Figure 8. Donor B cells induce donor-specific unresponsiveness in CML assay seven days after BMT

Recipient B10.S or B6 mice were conditioned as in Methods, then transplanted with 25x10⁶ whole BMCs (WBM), MACS-selected CD19+ or Mac1+ cells or MACS-depleted CD19− from fully MHC-mismatched B6 or B10.A donor mice as indicated. Cytotoxic activity in whole splenocytes on day 7 after BMT was measured in a ⁵¹Cr release assay against donor B6 (closed symbols) or 3^rd party B10.RIII targets (open symbols) after a 5 day restimulation culture with the respective stimulators. Each line indicates mean ± SEM of % specific lysis for pooled mice from 2–3 different experiments. Upper row: recipient mice were B10.S, donor mice were B6 (n=6/group from 2 experiments); lower row; recipient mice were B6 and donor mice were B10.A (n=8–12/group from 3 experiments).

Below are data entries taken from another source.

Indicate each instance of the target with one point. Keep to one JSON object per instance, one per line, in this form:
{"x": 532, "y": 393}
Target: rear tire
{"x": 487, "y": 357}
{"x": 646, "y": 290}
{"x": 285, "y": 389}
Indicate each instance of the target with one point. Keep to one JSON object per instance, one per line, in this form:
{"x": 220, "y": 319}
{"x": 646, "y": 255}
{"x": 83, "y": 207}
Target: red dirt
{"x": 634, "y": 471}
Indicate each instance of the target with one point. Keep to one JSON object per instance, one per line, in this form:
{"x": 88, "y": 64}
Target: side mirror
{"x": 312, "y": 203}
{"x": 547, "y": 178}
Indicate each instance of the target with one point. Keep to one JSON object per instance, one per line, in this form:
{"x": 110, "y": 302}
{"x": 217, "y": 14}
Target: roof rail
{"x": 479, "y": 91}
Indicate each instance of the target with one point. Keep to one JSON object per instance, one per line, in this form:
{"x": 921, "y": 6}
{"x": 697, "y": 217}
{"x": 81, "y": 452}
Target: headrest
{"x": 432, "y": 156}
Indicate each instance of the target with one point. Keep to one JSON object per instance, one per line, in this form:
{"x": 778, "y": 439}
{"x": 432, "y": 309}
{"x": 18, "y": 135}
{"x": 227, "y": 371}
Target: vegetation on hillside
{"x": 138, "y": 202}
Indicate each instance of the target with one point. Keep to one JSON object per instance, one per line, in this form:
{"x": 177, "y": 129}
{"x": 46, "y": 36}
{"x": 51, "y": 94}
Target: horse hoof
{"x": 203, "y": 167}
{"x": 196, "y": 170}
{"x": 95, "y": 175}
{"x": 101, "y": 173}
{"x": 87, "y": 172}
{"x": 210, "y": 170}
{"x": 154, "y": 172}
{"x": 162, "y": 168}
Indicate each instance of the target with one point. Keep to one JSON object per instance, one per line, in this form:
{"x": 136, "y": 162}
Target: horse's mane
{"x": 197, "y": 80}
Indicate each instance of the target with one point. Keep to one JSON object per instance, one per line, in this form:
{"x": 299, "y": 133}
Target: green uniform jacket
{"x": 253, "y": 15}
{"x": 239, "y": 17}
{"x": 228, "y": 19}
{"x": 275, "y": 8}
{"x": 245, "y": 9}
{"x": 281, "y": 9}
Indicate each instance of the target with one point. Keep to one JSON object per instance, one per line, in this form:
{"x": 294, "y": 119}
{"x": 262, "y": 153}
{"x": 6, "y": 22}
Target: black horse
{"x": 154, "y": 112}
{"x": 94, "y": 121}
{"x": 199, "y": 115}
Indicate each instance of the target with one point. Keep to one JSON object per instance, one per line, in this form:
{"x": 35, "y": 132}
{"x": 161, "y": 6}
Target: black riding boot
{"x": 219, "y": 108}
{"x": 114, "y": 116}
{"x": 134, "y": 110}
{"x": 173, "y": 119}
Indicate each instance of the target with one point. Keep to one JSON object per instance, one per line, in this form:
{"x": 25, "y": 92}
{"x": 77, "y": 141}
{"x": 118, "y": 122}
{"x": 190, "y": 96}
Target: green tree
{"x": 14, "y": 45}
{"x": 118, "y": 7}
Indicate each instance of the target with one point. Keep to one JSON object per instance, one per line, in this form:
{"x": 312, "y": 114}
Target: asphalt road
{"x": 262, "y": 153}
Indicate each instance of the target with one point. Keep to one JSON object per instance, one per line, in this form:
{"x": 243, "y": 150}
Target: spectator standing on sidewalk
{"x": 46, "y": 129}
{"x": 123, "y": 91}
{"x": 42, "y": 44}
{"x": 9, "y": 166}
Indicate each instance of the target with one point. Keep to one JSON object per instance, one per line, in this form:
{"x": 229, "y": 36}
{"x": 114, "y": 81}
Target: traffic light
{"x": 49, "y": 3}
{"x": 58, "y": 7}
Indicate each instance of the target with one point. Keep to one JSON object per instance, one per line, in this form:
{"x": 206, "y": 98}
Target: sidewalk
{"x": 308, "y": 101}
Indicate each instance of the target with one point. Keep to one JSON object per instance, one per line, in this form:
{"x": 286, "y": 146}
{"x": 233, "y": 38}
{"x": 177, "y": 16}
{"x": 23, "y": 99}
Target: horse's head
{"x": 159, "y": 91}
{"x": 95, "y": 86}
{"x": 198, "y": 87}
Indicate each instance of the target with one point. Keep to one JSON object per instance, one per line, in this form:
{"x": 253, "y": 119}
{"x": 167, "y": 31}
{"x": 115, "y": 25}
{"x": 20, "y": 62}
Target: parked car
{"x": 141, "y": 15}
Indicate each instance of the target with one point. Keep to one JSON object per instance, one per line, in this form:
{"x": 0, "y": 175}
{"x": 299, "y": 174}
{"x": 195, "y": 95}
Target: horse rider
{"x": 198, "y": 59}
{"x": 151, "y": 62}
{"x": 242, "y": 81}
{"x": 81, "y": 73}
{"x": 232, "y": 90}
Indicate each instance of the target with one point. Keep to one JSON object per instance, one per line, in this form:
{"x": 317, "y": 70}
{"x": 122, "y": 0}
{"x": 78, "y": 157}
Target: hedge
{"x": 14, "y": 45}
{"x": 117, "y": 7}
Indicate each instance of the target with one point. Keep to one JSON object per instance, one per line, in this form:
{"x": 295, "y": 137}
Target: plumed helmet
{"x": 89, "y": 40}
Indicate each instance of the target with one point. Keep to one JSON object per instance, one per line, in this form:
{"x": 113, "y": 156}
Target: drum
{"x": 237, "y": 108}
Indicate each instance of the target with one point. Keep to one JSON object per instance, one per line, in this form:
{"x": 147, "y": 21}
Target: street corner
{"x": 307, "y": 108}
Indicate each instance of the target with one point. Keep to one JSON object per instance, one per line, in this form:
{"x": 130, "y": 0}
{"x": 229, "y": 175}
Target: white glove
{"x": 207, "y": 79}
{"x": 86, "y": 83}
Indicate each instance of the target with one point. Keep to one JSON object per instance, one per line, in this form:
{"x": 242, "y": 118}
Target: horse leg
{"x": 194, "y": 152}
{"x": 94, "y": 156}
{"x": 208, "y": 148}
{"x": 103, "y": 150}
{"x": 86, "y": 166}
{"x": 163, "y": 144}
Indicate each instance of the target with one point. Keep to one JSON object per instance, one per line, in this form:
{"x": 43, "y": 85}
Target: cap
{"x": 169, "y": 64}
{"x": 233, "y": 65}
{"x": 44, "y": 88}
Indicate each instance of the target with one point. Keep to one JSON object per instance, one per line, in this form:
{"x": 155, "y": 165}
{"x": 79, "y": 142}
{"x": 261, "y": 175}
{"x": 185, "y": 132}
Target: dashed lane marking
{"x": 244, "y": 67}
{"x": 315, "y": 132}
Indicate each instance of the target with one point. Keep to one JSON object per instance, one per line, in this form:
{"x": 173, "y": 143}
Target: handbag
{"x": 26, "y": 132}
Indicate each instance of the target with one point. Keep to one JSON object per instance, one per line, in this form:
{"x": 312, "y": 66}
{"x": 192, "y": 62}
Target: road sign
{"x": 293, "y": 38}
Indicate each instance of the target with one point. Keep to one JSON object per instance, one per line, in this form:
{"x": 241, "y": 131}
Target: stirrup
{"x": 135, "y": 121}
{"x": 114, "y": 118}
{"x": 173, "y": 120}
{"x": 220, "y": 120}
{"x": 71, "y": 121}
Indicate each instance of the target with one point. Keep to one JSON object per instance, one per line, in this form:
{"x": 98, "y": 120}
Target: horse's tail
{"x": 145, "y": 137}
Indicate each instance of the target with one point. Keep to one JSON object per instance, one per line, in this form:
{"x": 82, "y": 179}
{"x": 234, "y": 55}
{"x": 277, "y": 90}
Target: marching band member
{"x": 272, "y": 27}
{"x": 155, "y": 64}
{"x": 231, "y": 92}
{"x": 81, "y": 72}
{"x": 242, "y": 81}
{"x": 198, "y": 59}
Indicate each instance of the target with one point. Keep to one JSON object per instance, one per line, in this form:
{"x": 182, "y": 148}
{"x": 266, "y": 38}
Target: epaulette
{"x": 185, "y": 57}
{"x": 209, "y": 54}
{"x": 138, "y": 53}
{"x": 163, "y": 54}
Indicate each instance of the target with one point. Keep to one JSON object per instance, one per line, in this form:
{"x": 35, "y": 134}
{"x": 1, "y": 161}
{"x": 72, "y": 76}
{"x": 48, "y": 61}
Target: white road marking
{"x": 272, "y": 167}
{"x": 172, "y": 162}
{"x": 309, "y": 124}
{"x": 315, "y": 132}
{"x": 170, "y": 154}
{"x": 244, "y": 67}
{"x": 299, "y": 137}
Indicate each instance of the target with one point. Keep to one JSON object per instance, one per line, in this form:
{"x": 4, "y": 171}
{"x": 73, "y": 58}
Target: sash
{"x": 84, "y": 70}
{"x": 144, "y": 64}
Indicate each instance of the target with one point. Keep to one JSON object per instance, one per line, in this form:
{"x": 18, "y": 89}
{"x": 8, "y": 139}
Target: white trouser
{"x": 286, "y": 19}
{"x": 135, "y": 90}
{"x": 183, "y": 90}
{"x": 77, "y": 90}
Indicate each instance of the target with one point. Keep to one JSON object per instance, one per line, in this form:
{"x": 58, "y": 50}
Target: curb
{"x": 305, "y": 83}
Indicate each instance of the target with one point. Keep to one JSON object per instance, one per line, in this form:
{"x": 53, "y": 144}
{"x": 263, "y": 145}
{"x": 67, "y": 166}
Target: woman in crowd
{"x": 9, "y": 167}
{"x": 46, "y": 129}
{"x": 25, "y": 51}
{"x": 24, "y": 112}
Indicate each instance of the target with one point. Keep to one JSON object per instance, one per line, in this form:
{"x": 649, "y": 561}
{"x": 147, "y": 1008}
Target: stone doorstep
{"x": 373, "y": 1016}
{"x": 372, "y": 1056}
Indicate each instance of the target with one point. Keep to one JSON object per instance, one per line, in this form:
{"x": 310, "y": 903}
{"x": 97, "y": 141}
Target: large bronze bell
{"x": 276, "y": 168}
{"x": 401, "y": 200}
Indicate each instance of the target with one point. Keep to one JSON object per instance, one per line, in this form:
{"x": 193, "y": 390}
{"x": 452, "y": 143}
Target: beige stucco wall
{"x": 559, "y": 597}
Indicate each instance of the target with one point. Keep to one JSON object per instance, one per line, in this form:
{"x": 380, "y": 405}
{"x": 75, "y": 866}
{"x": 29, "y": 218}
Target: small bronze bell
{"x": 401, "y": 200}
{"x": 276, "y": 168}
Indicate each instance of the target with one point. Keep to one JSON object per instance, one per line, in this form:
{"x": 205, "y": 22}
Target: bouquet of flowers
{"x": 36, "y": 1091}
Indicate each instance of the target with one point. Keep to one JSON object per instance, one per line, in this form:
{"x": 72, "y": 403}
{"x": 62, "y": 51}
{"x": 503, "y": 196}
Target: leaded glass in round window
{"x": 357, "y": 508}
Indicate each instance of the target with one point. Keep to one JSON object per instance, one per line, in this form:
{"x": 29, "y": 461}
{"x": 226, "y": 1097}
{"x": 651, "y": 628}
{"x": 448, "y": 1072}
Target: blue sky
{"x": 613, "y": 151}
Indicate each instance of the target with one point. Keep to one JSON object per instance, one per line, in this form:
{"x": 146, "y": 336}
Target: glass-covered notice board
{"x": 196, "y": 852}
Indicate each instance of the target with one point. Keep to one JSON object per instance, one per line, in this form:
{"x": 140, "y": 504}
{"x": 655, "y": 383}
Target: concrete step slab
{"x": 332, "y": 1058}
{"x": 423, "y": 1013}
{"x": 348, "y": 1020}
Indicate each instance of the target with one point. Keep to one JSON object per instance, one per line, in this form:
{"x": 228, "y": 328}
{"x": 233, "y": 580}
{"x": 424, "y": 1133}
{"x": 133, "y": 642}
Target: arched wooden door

Figure 9. B cells induce early deletional CD8 T cell tolerance

Recipient B6 mice expressing a transgenic donor-specific alloreactive TCR on a fraction of recipient CD8 T cells were generated (“2C/B6 chimeras”, for details see Methods section). Eight weeks later, these 2C/B6 chimeras received conditioning with TBI and anti-CD154 and were then transplanted with 25x10⁶ whole BMCs (WBM), MACS-selected CD19+ or Mac1+ cells or MACS-depleted CD19− cells from fully MHC-mismatched ligand-bearing B10.A donor mice (L^d positive; black columns indicating B cell-containing and white columns indicating B cell-depleted grafts) or whole BMCs from non-ligand bearing B10.S donor mice (L^d negative; hatched columns). The percentage of 2C+ cells among splenic CD8 T cells was determined by FACS on day 7 after BMT and then normalized to the percentage of 2C TCR expression among peripheral blood CD8 T cells 1 week before BMT. Mean + SEM are shown for 5 animals/group.